Electro-Acupuncture in Relieving Labor Pain
Abstract
Background
Pain relief during labor is an essential aspect of obstetrical care. Presently, there is no standard method available that delivers excellent pain control without having adverse side effects on the mother or the fetus. Labor pain may cause anxiety and exhaustion to mothers in labor and can have a negative influence on the progress of labor. If more oxygen is administered then a high level of catecholamines may be observed in the placenta.

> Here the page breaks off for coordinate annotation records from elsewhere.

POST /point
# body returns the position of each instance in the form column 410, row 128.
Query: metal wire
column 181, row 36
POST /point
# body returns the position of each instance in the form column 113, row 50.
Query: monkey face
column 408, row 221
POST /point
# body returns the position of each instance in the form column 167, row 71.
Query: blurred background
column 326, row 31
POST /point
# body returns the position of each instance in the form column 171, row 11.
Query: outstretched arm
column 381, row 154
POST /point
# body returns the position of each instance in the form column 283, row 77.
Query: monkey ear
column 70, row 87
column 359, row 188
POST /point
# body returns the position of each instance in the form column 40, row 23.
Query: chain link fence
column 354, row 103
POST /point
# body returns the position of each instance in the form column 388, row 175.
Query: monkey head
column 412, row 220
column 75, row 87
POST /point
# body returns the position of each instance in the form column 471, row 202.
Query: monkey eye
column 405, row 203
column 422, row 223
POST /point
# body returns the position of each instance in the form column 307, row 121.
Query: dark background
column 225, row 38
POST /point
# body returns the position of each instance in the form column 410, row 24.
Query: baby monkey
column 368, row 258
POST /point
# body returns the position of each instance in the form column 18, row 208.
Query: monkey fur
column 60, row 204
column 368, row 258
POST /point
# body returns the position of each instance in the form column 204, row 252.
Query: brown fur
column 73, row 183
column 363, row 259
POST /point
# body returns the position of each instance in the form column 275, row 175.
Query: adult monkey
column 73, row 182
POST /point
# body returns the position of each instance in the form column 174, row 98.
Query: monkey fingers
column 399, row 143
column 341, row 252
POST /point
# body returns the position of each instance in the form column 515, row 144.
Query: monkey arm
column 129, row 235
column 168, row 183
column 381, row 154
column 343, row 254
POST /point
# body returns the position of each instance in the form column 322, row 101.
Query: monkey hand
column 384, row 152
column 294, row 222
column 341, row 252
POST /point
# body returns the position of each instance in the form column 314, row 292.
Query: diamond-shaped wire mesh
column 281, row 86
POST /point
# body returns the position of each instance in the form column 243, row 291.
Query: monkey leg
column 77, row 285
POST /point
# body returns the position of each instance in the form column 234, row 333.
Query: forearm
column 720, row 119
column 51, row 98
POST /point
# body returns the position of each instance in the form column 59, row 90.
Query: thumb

In recent years, there has been an increasing demand among parturients, especially with primiparas, for non-pharmacological analgesia during childbirth and many have expressed a willingness to receive electro-acupuncture treatment during childbirth. Although numerous positive descriptive and retrospective reports on acupuncture for reducing pain and suffering during labor have been published over the previous decades[1,2], it was not until 2002[3,4] and 2003[5] that the first 3 randomized controlled trials of acupuncture for pain relief in labor were published. The aim of this study was to investigate how electro-acupuncture affected labor pain and determine its possible mechanisms. That is, does electro-acupuncture affect labor pain and produce any mechanism of synergism within the central nervous system (CNS) through the increase of the release of β-endorphin (β-EP) and 5-hydroxytryptamine (5-HT) into the peripheral blood [6]. In addition, does electro-acupuncture have a direct impact on the uterus?
Subjects and Methods
Subjects
The study was carried out during a 10-month period, between August 2004 and May 2005, in the first affiliated hospital of Heilongjiang University of Chinese Medicine. This auxiliary hospital has an average of 300 deliveries per year, although the main system has many-fold more. Ethical approval and permission to conduct the study were obtained from the Local Ethical Committee and the administration based on international guidelines. The aim and methodology of the study were explained to the patients. Voluntary participation was requested and informed consent was obtained. The inclusion criteria were a normal single pregnancy with a spontaneous onset of labor, cephalic presentation, a cervical dilatation <6 cm at admission, and gestational age ranging from 37–42 completed weeks. Exclusion criteria were diagnoses of diabetes, pre-eclampsia, hypertension, kidney disease, thrombocytopenia, psychological distress or anorexia, infectious blood disease, atopic eczema or psoriasis. Group selection of individual cases was randomized based on protocol assignments being given to the electro-acupuncture group or to the control group through a simplified numerical probability from manual selection. Cases were randomized and neither the doctors, midwives, nor the primiparas could predict the group allocation. The study was completed after 39 women were asked and all those asked were recruited. In the statistical analysis, 36 women were included. Three subjects were considered as missing cases, due to the inclusion criteria not being fulfilled, e.g. not spontaneous onset of labor, and no assessment made of pain intensity or degree of relaxation (Fig. 1).
Group and administration
1. Electro-acupuncture group: The acupuncture points used were Hegu (LI-4) and Sanyinjiao (SP-6) bilaterally. Treatment was started at the beginning of the active phase in the first stage of labor. Stainless steel filiform needles (gauge: 0.25mm diameter by 50mm long) were inserted into the acupoints to depth of 15 mm (Hegu), and 20 mm (Sanyinjiao). When the patients underwent a sore and distending sensation, the needles were retained for 2 mins. Then, the handles of the needles were respectively connected to the electro-acupuncture stimulation apparatus (Model G6805, Shanghai Medical Electronic Apparatus Co, China) at a frequency of 2–100 Hz and electric current of 14–30 mA (tolerable strength) with a dense-and-disperse wave form. The stimulation strength was increased gradually. The needles were removed after 20 minutes. When 7 cms to 8 cms of cervical dilatation was present, the procedure above was performed again.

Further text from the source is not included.